567: How to Build a Dinosaur by Jack Horner and James Gorman

by Gerard

DDC_567

567.9: Horner, Jack and James Gorman. How to Build a Dinosaur: The New Science of Reverse Evolution. New York: Plume, 2010. 213 pp. ISBN 978-0-452-29601-5.

Dewey Breakdown:

  • 500: Science
  • 560: Paleontology
  • 567: Fossil cold-blooded vertebrates and fishes
  • 567.9: Reptilia

The study of dinosaur fossils has reached unprecedented heights and complexity. DNA can be extracted from tiny bits of bone and molecular biology is starting to unlock more and more pieces of the ancient past. Jack Horner, distinguished paleontologist and winner of a MacArthur Genius grant, along with James Gorman, bring together the fields of paleontology, paleobiology, paleobotany (and all the other paleo-s) with modern science to make a case for the creation of a living, breathing dinosaur.

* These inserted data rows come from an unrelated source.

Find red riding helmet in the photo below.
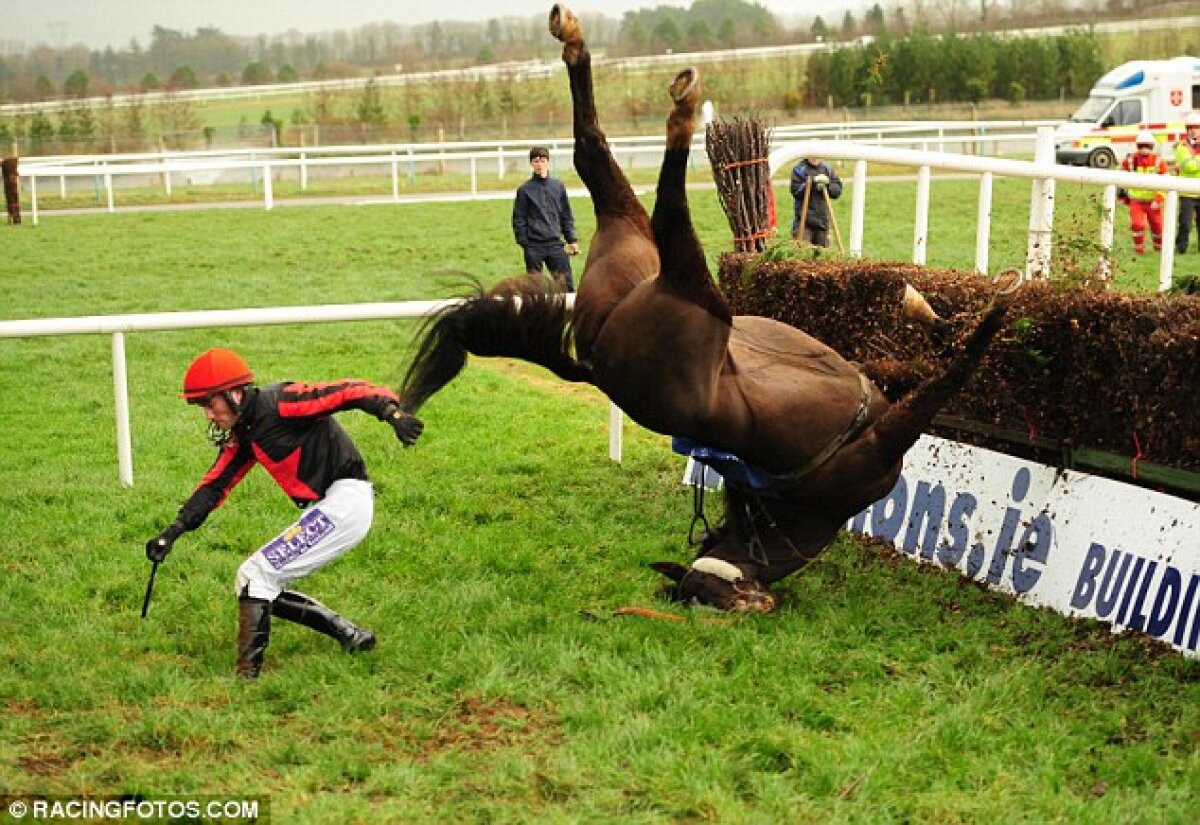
[184,348,254,404]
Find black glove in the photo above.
[146,524,184,561]
[388,408,425,447]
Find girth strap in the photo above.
[671,373,871,493]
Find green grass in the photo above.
[0,191,1200,823]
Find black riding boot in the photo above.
[238,596,271,679]
[271,590,374,654]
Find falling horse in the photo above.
[400,5,1003,612]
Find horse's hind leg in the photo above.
[650,68,731,321]
[550,4,649,229]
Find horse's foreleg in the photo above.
[650,68,732,321]
[901,284,950,341]
[550,4,646,224]
[875,302,1007,465]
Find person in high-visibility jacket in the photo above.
[1175,112,1200,255]
[1120,130,1166,255]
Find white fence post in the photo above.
[976,171,991,275]
[263,161,275,212]
[912,167,929,266]
[1097,183,1117,281]
[850,161,866,258]
[1158,189,1180,293]
[113,332,133,487]
[1025,126,1056,278]
[608,402,625,462]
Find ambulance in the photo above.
[1055,56,1200,169]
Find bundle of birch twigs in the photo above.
[704,115,775,252]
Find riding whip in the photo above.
[142,561,158,619]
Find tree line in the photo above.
[0,0,1196,103]
[793,29,1105,106]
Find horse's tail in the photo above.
[400,281,592,413]
[875,305,1007,464]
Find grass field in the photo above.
[0,196,1200,824]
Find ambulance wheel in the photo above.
[1087,149,1117,169]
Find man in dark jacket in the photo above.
[792,157,841,247]
[146,349,424,679]
[512,146,580,291]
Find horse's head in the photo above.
[650,555,775,613]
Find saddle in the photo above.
[671,435,776,490]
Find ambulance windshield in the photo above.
[1070,97,1112,124]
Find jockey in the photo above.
[146,349,422,679]
[1121,130,1166,255]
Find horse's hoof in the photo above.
[727,590,775,613]
[550,2,583,43]
[667,66,700,107]
[991,266,1025,307]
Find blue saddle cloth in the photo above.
[671,435,774,490]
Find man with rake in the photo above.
[792,157,841,247]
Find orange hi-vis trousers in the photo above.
[1129,198,1163,255]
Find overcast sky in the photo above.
[0,0,825,53]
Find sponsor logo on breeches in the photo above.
[263,508,334,570]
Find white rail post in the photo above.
[1025,126,1055,278]
[113,332,133,487]
[1096,183,1117,281]
[850,161,866,258]
[263,161,275,212]
[158,150,170,198]
[1158,189,1180,293]
[912,167,929,266]
[608,402,625,462]
[976,171,991,275]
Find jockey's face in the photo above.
[200,389,242,433]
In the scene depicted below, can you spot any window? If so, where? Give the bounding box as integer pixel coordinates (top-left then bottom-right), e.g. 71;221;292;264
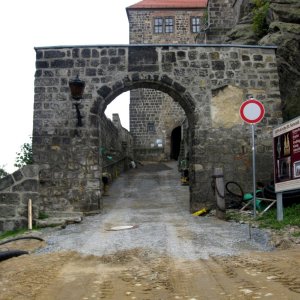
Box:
191;17;201;33
154;17;174;33
154;18;163;33
147;122;155;132
165;18;174;33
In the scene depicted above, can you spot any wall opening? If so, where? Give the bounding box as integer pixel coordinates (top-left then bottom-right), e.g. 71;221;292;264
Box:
170;126;181;160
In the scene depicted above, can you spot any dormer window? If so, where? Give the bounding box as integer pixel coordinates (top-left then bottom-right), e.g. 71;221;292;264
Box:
165;17;174;33
154;17;174;33
154;18;164;33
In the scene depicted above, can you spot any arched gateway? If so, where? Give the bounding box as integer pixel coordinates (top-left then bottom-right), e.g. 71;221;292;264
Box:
33;45;282;211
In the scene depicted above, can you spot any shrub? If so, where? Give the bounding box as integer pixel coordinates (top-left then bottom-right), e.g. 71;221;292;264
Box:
14;138;33;168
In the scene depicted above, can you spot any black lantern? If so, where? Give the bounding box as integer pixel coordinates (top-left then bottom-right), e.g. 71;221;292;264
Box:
69;75;85;127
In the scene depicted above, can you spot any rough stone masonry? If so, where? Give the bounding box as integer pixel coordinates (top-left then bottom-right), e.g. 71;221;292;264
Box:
33;45;282;211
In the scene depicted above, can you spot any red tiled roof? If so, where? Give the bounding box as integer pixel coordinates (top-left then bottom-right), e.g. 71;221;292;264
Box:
127;0;208;8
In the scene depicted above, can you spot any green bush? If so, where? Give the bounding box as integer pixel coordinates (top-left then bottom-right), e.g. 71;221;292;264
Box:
0;166;8;178
14;138;33;168
252;0;270;37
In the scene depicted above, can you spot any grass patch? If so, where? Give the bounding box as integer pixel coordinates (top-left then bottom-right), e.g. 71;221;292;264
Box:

How to Build a Dinosaur is a look into the science involved as well as the scientists behind the discoveries leading the way.

Horner and Gorman’s thesis is that a chicken egg or fetus can be successfully manipulated in such a way as to hatch a dinosaur. Genes can be spliced, dormant sequences can be reactivated, and evolutionary changes can be undone. Once all the detritus has cleared, what would be in front of you could nominally be called a dinosaur. Since birds evolved from these ancient lizards, it makes sense to start with them and work backwards. The authors explore the science of evolutionary development to show what it can do and what implications this has on modern species.

I really enjoyed this book. This is science told by someone who is truly passionate about it. He starts with a problem and gathers together better minds to help solve it. Along the way, we hear the back stories of many scientists (and even a few fun anecdotes) about how they learned to love their fields. Granted, there are bits that could be cut to make the book tighter, but I think the rambling bits add color to what would have been a rather rote tour of the field. Horner’s infectious love of paleontology is apparent, and the book is richer for it. An informative and fun read.